- Education: Princeton University
- Scientific career
- Thesis: Understanding the roles of climate, disturbance, and functional diversity in the terrestrial carbon cycle : linking mechanisms from regional to global scales (2017)

= Anna Trugman =

American geoscientist

Anna Trugman is an associate professor at the University of California, Santa Barbara who is known for her work modeling the consumption of carbon dioxide by terrestrial ecosystems. She was elected a fellow of the American Geophysical Union in 2025.
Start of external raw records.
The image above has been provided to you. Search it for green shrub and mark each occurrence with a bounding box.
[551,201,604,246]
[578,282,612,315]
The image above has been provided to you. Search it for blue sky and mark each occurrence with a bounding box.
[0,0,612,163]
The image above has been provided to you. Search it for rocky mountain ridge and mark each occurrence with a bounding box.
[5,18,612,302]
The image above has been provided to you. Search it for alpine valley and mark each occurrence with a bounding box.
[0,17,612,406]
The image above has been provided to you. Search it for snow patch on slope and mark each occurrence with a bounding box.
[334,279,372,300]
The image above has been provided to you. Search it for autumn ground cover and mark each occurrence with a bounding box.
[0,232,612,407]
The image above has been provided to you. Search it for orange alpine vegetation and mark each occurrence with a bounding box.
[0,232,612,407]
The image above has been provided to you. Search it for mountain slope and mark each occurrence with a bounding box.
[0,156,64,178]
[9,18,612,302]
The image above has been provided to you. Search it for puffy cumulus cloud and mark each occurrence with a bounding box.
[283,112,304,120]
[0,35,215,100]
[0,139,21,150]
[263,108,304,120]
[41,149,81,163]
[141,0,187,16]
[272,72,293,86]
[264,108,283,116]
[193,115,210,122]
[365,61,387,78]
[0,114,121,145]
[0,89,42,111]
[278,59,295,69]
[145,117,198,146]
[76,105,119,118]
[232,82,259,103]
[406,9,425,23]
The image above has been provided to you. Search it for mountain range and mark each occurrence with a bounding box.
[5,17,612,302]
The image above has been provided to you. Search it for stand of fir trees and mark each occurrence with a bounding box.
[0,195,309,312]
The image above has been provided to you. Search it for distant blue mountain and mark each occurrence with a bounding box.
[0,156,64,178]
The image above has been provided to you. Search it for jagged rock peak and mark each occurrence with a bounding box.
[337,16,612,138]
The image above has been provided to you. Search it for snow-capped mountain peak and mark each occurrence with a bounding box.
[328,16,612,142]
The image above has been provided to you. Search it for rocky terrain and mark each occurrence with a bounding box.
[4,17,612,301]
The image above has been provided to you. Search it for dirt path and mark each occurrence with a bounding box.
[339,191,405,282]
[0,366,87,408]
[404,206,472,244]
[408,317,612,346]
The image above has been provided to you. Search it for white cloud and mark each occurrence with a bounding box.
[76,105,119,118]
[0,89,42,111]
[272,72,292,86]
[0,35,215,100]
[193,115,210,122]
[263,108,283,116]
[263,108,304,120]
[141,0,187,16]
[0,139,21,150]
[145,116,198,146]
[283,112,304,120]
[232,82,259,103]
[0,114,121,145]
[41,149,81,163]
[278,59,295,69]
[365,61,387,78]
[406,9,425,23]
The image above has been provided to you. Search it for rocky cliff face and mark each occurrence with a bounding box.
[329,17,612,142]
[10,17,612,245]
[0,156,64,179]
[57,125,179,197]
== Education and career ==
Trugman grew up in New Mexico and was an intern at Los Alamos National Laboratory while still in high school. She received her a B.S. from Stanford University in 2011. She earned her Ph.D. from Princeton University. Following her Ph.D. she moved to the University of Utah where she was a postdoctoral investigator. She moved to the University of California, Santa Barbara in 2019.

== Research ==
Trugman is known for her work using models to predict the amount of carbon dioxide different ecoystems can absorb. Her early research examined the role of soil moisture on global carbon models. She has also examined the impact of drought on trees and how models predict the impact of drought on trees.

== Awards and honors ==
Trugman received the Tansley Medal from the New Phytologist in 2021. In 2022 she was named an Early Career Fellow by the Ecological Society of America. In 2025 the American Geophysical Union awarded her the James B. Macelwane Medal and elected her as fellow.

== Selected publications ==
- Trugman, A. T. (2018). "Tree carbon allocation explains forest drought‐kill and recovery patterns"
- Trugman, A. T. (2018). "Soil Moisture Stress as a Major Driver of Carbon Cycle Uncertainty"
- Anderegg, William R. L. (2020). "Climate-driven risks to the climate mitigation potential of forests"
- Trugman, Anna T. (2021). "Why is Tree Drought Mortality so Hard to Predict?"